Re: [EXT] Re: [PATCH v2 1/1] tee: new ioctl to a register tee_shm from a dmabuf file descriptor
From: Etienne Carriere
Date: Thu Feb 02 2023 - 04:58:47 EST
On Thu, 2 Feb 2023 at 09:35, Sumit Garg <sumit.garg@xxxxxxxxxx> wrote:
>
> Hi Cyrille,
>
> Please don't top post as it makes it harder to follow-up.
>
> On Thu, 2 Feb 2023 at 13:26, Cyrille Fleury <cyrille.fleury@xxxxxxx> wrote:
> >
> > Hi Sumit, all
> >
> > Upstream OP-TEE should support registering a dmabuf since a while, given how widely dmabuf is used in Linux for passing buffers around between devices.
> >
> > Purpose of the new register_tee_shm ioctl is to allow OPTEE to use memory allocated from the exiting linux dma buffer.
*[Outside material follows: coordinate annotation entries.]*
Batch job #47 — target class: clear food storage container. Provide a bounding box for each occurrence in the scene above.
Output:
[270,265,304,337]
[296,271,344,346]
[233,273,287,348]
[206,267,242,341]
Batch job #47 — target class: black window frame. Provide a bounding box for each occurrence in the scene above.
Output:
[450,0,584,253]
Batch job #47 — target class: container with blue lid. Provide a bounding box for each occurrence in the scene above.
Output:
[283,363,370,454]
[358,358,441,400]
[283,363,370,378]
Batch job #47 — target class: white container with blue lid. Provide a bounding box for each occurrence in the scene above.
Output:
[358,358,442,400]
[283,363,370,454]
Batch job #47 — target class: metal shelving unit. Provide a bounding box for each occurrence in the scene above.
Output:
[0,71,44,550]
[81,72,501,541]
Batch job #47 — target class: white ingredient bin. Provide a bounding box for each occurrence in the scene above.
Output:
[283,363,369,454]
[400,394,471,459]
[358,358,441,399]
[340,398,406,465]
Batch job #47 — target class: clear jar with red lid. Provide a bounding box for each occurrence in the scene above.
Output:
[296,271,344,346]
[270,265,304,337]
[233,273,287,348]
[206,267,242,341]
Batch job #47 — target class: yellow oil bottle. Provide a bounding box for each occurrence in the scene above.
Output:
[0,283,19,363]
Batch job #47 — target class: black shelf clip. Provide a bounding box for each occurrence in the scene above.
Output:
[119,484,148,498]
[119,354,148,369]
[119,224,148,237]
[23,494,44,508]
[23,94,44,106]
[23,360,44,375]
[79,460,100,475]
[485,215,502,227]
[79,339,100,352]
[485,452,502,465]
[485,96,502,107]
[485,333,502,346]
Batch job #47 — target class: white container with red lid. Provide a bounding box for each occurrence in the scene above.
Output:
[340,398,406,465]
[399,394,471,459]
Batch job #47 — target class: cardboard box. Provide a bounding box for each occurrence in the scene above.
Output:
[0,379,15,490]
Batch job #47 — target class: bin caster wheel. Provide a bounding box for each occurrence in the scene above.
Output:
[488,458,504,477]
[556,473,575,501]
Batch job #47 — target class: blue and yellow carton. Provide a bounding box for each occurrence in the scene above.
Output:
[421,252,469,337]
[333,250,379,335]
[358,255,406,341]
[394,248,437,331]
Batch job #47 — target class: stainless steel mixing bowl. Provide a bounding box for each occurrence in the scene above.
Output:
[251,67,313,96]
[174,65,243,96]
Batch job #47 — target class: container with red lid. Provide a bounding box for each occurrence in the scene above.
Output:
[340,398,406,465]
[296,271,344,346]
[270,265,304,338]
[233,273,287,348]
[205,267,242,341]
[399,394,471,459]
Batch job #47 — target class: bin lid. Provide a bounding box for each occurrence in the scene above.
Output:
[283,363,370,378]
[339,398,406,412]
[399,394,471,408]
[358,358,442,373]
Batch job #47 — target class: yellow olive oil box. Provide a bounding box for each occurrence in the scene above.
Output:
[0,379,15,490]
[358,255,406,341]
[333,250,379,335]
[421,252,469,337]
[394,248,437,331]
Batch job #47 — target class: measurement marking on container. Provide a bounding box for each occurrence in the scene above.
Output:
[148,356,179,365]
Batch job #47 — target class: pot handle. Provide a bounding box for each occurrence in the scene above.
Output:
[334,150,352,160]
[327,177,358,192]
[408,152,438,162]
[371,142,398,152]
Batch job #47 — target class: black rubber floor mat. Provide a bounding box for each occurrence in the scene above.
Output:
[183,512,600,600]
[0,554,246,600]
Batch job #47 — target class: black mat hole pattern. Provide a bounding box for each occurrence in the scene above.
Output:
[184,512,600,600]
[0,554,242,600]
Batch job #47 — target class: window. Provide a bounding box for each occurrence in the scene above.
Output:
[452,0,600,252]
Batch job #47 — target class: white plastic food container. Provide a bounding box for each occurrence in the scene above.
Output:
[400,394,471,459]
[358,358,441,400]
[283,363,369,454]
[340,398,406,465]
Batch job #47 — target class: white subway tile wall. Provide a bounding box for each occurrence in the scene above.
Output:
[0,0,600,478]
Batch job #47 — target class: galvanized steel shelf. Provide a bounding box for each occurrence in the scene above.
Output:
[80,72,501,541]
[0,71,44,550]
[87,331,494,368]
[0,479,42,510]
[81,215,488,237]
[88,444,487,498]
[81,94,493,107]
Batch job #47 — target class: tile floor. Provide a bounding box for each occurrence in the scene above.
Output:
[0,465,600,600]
We don't need to have secure dma-heap up streamed.
> >
> > You mentioned secure dma-buffer, but secure dma-buffer is a dma-buffer, so the work to be done for secure or "regular" dma buffers by the register_tee_shm ioctl is 100% the same.
> >
> > The scope of this ioctl is limited to what existing upstream dma-buffers are:
> > -> sharing buffers for hardware (DMA) access across multiple device drivers and subsystems, and for synchronizing asynchronous hardware access.
> > -> It means continuous memory only.
> >
> > So if we reduce the scope of register tee_shm to exiting dma-buffer area, the current patch does the job.
>
> Do you have a corresponding real world use-case supported by upstream
> OP-TEE? AFAIK, the Secure Data Path (SDP) use-case is the one
> supported in OP-TEE upstream but without secure dmabuf heap [1]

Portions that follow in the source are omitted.